Mohamed Bzeek is a Muslim man who lives in Los Angeles and offers himself to the community as a foster parent. That doesn’t sound all that unique unless you consider that Bzeek is the only foster parent in this large and sprawling city to take in children who are terminally ill. That means that when Bzeek meets these children he knows they will die in his care. Most of us could not do this, I know I could not. It takes a special kind of parent and parental love to do this and to do it with authentic love.
I mentioned from the outset that this man is Muslim only because I hear comments from very clever people who should know better that Islam is somehow “different” than we Christians, the implication being that there is something lacking in this other great faith. And yet we see evidence, we Christians might use the Biblical language of bearing fruit, of Muslims quietly living out their faith in ways we Christians, and people of other great religions, would recognize as “agape love”, self-giving love. Bzeek says the key to do the work he is given is “you have to love them like your own”. Agape love by definition, the love Jesus lifts up, is “self-giving” in nature, it has a sacrificial quality to it and it is never easy. But as Jean Vanier reminds us, agape love is also very fulfilling, it fills a space in us as humans that otherwise remains void.
There are those Christians and believers in other great religions who are convinced that this agape love can only come from a relationship to their sacred story. These folks, in all religions, tend to be either literalists or pious or both. They cannot imagine this agape love coming to life from any other relationship and story than theirs, once again proving that limiting one’s self to those we know and who agree with us cuts us off from deep spiritual experiences and stories.
Another aspect of this story I found helpful was to know such saints as Bzeek live through these stories with complications like the rest of us. This is not a Walt Disney movie, everything does not end “happily ever after.” The strain of looking after these children and the challenge of raising their biological son led to the breakup up of Mohamed and Dawn. And then Dawn herself would die. It reminds us again that there is no “reward” for agape love other than the filling of this void for meaning in our soul. Too often we lean into these kinds of caring tasks with an expectation that God will reward us for this service with praise, a better life, an easier ending. Not so! We cannot confuse our middle-class value system of “working hard and playing by the rules” with the Christian call to take up our cross or lay down our lives for our friends or love our neighbor as we love ourselves.

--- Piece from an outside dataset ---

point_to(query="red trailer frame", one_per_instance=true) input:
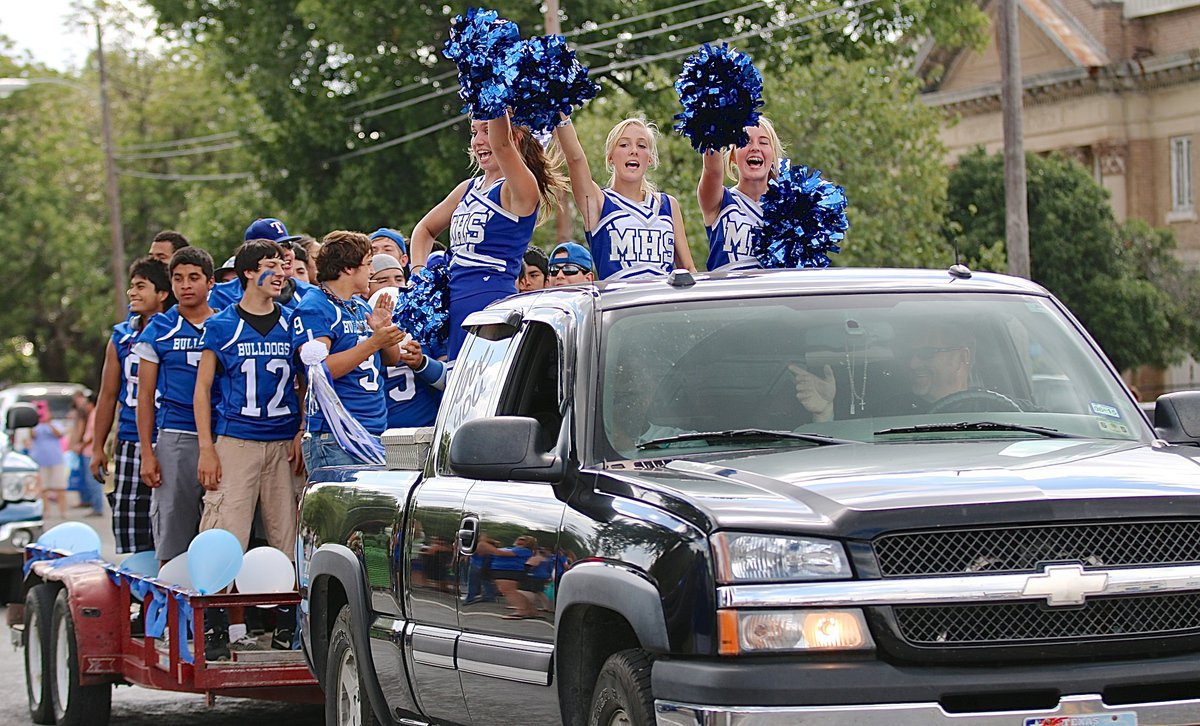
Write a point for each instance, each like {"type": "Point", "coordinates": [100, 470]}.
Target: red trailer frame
{"type": "Point", "coordinates": [108, 652]}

I believe there is Gospel truth here, I do worry we confuse a kind of “self-love” with the Gospel in these times, there is a narcissism in our current culture that needs correction. The “truth” of the Gospel, of the Koran, of the Torah, of the Buddha, can be countered with a steadfast attention of self-giving love. It is not “anything goes” as some conservatives fear and some liberals rationalize, there is an essential quality to this love we seek, we need, we live. I am thankful for witnesses like Mohamed Bzeek who show us the way.